Another often-used strategy to avoid exiting the market is to buy an equal weight S&P 500 index fund. This would have these 10 most valuable companies represent only 2% of the fund, rather than 43% for the cap-weighted S&P 500. That strategy failed miserably in the past few years with some equal weight funds underperforming. Taylor agreed that this strategy is trying to outsmart the market by underweighting the largest of the companies and overweighting the rest.
Finally, don’t overweight these companies. Now that large-cap growth companies are doing so well, there are more and more portfolios with large-cap growth funds, or owning the likes of Nvidia and Microsoft directly. Many are now avoiding small-cap altogether, claiming that the best small-cap companies can grow to become large-cap, while staying private and avoiding the costs, and extra regulation, of being a public company. Open AI is one example. The argument is that this only leaves the bad companies in the public markets. (While I’ve never been in favor of tilting to any factor, such as small-cap, I’ve never believed in excluding them either.)
Let’s Diversify the Right Way
Many believe that this high market concentration is a sign of an upcoming market plunge. The historical data doesn’t support this view. Of course, the market will plunge, as it always does, at some point. The question is when it will plunge or how much it will gain in the meantime.
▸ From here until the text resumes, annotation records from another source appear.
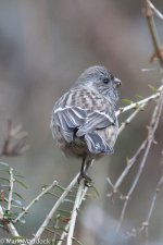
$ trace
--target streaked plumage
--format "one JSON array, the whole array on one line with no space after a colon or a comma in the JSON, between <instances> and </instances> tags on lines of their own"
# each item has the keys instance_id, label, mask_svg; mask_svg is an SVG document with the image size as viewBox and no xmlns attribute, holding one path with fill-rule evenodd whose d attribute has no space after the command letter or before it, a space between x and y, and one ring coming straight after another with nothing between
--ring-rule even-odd
<instances>
[{"instance_id":1,"label":"streaked plumage","mask_svg":"<svg viewBox=\"0 0 163 245\"><path fill-rule=\"evenodd\" d=\"M118 130L115 107L120 84L105 68L91 66L54 105L53 138L65 155L83 158L85 179L88 179L85 166L113 152Z\"/></svg>"}]
</instances>

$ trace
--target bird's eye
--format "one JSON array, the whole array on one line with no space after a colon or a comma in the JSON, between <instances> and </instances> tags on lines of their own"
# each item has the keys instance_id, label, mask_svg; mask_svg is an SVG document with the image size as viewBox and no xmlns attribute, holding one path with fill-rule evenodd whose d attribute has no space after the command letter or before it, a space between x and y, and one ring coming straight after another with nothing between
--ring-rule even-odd
<instances>
[{"instance_id":1,"label":"bird's eye","mask_svg":"<svg viewBox=\"0 0 163 245\"><path fill-rule=\"evenodd\" d=\"M109 84L109 82L110 82L110 78L108 78L108 77L104 77L104 78L102 79L102 82L103 82L103 84Z\"/></svg>"}]
</instances>

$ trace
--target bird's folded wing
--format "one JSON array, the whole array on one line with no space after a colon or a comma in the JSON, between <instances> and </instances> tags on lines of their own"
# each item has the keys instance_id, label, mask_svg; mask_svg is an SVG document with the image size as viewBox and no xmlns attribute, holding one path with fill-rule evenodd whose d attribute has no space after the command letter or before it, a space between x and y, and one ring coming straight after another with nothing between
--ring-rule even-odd
<instances>
[{"instance_id":1,"label":"bird's folded wing","mask_svg":"<svg viewBox=\"0 0 163 245\"><path fill-rule=\"evenodd\" d=\"M104 128L114 124L114 120L106 111L90 111L79 107L65 107L54 110L54 123L60 127L67 143L76 136L84 136L91 152L109 152L110 147L104 143L96 130Z\"/></svg>"}]
</instances>

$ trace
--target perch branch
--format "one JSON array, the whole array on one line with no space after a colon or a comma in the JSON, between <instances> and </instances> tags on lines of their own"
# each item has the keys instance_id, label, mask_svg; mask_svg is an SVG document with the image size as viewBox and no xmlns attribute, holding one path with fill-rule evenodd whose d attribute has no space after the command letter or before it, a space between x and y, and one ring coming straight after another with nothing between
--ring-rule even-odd
<instances>
[{"instance_id":1,"label":"perch branch","mask_svg":"<svg viewBox=\"0 0 163 245\"><path fill-rule=\"evenodd\" d=\"M40 225L40 228L38 229L38 231L34 235L34 238L30 241L29 245L33 245L35 243L35 241L37 241L38 238L40 238L41 234L46 230L47 225L49 224L49 222L50 222L51 218L53 217L54 212L57 211L58 207L62 204L62 201L64 200L64 198L66 197L66 195L71 192L71 189L77 183L77 177L78 177L78 174L73 179L73 181L70 183L70 185L65 188L65 191L61 195L61 197L54 204L54 206L52 207L52 209L50 210L50 212L46 217L45 221L42 222L42 224Z\"/></svg>"},{"instance_id":2,"label":"perch branch","mask_svg":"<svg viewBox=\"0 0 163 245\"><path fill-rule=\"evenodd\" d=\"M163 91L161 93L161 96L158 100L158 103L154 108L154 111L153 111L153 114L152 114L152 118L151 118L151 122L150 122L150 125L148 127L148 137L147 137L147 147L146 147L146 150L145 150L145 154L143 154L143 157L142 157L142 160L140 162L140 167L138 169L138 173L136 174L136 177L125 197L125 203L124 203L124 206L123 206L123 209L122 209L122 213L121 213L121 218L120 218L120 223L117 225L117 232L122 225L122 222L124 220L124 216L125 216L125 212L126 212L126 208L127 208L127 205L128 205L128 200L130 199L130 196L133 194L133 192L135 191L136 186L137 186L137 183L138 183L138 180L142 173L142 170L143 170L143 167L147 162L147 157L149 155L149 150L151 148L151 145L154 140L154 133L158 128L158 125L159 125L159 121L160 121L160 115L161 115L161 111L162 111L162 107L163 107Z\"/></svg>"},{"instance_id":3,"label":"perch branch","mask_svg":"<svg viewBox=\"0 0 163 245\"><path fill-rule=\"evenodd\" d=\"M10 192L9 192L9 199L8 199L8 211L11 211L11 203L12 203L13 186L14 186L13 168L10 168L9 172L10 172Z\"/></svg>"}]
</instances>

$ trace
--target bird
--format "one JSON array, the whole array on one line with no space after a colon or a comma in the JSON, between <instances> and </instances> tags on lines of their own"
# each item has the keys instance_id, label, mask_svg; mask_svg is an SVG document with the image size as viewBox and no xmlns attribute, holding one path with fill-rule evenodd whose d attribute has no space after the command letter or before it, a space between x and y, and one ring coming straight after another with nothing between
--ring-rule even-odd
<instances>
[{"instance_id":1,"label":"bird","mask_svg":"<svg viewBox=\"0 0 163 245\"><path fill-rule=\"evenodd\" d=\"M114 152L121 84L110 70L93 65L54 103L52 136L65 156L82 160L78 183L84 180L86 186L92 183L87 175L91 162Z\"/></svg>"}]
</instances>

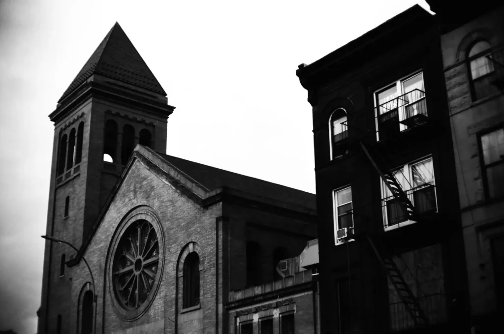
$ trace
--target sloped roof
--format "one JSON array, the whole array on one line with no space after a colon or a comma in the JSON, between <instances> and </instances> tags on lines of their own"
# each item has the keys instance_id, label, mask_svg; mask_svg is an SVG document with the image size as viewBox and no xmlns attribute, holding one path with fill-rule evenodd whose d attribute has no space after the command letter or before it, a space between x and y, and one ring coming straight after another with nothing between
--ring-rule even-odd
<instances>
[{"instance_id":1,"label":"sloped roof","mask_svg":"<svg viewBox=\"0 0 504 334\"><path fill-rule=\"evenodd\" d=\"M162 94L166 93L117 22L60 98L61 102L93 74Z\"/></svg>"},{"instance_id":2,"label":"sloped roof","mask_svg":"<svg viewBox=\"0 0 504 334\"><path fill-rule=\"evenodd\" d=\"M258 196L317 209L314 194L180 158L158 154L209 189L227 186Z\"/></svg>"}]
</instances>

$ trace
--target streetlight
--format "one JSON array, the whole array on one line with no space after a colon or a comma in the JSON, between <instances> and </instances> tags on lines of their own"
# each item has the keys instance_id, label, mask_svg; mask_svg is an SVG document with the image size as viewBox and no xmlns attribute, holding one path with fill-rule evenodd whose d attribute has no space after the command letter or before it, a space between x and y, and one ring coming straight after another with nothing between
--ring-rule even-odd
<instances>
[{"instance_id":1,"label":"streetlight","mask_svg":"<svg viewBox=\"0 0 504 334\"><path fill-rule=\"evenodd\" d=\"M53 242L58 242L59 243L64 243L66 245L68 245L72 248L73 248L75 250L75 251L77 252L78 253L79 252L79 249L78 249L77 247L76 247L75 246L72 245L68 241L65 241L65 240L56 239L54 237L48 237L46 235L41 235L40 236L41 236L42 238L43 238L46 240L49 240L49 241L52 241ZM91 275L91 282L93 283L93 299L94 300L94 302L96 303L96 301L98 300L98 295L96 294L96 288L94 284L94 278L93 277L93 273L91 272L91 269L89 268L89 264L88 264L88 261L86 260L86 258L84 257L84 255L83 255L82 256L82 259L84 260L84 263L86 263L86 266L88 267L88 270L89 271L89 275ZM65 264L66 265L66 263L65 263Z\"/></svg>"}]
</instances>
That’s why we use rules. By committing to stick to an asset allocation target, the bull market since 2023 requires rebalancing by reducing equity exposure. This is very different from selling because we think we know the market is overvalued. It’s merely managing how much risk to take and counting on so many investors being predictably irrational (buying after stocks have surged and selling after a plunge). Buying high-quality fixed income with the proceeds from trimming stocks reduces risk.
Next, diversifying beyond the S&P 500 also reduces risk. A cap-weighted total stock index fund owns over 3,500 companies rather than 500 and reduces this exposure from 43.0% to 35.4%. Diversifying beyond the US reduces the exposure to about 18.3% by owning about 12,000 companies. International stocks had badly lagged the US in large part due to having far less domination of tech stocks. So far this year, international markets have significantly outpaced the US so, ironically, it has been easier to convince people to invest globally.
It’s OK to be Scared. Admittedly, this record stock market concentration is nerve-racking. But one investing rule to embrace (and which I have lived by since my early days of investing) is that we’re not smarter than the market. Instead, own everything, according to market capitalization. This harnesses all available information from millions of investors. While the prospect of a market plunge is worrisome, so-called experts claiming they know the future is even more so. No one knows when markets will plunge, or what parts of the stock market will outperform.
Own the world at the lowest costs and rebalance with an allocation to high-quality fixed income. Then, when you get that irresistible urge to change your strategy, let it pass and stick to your plan.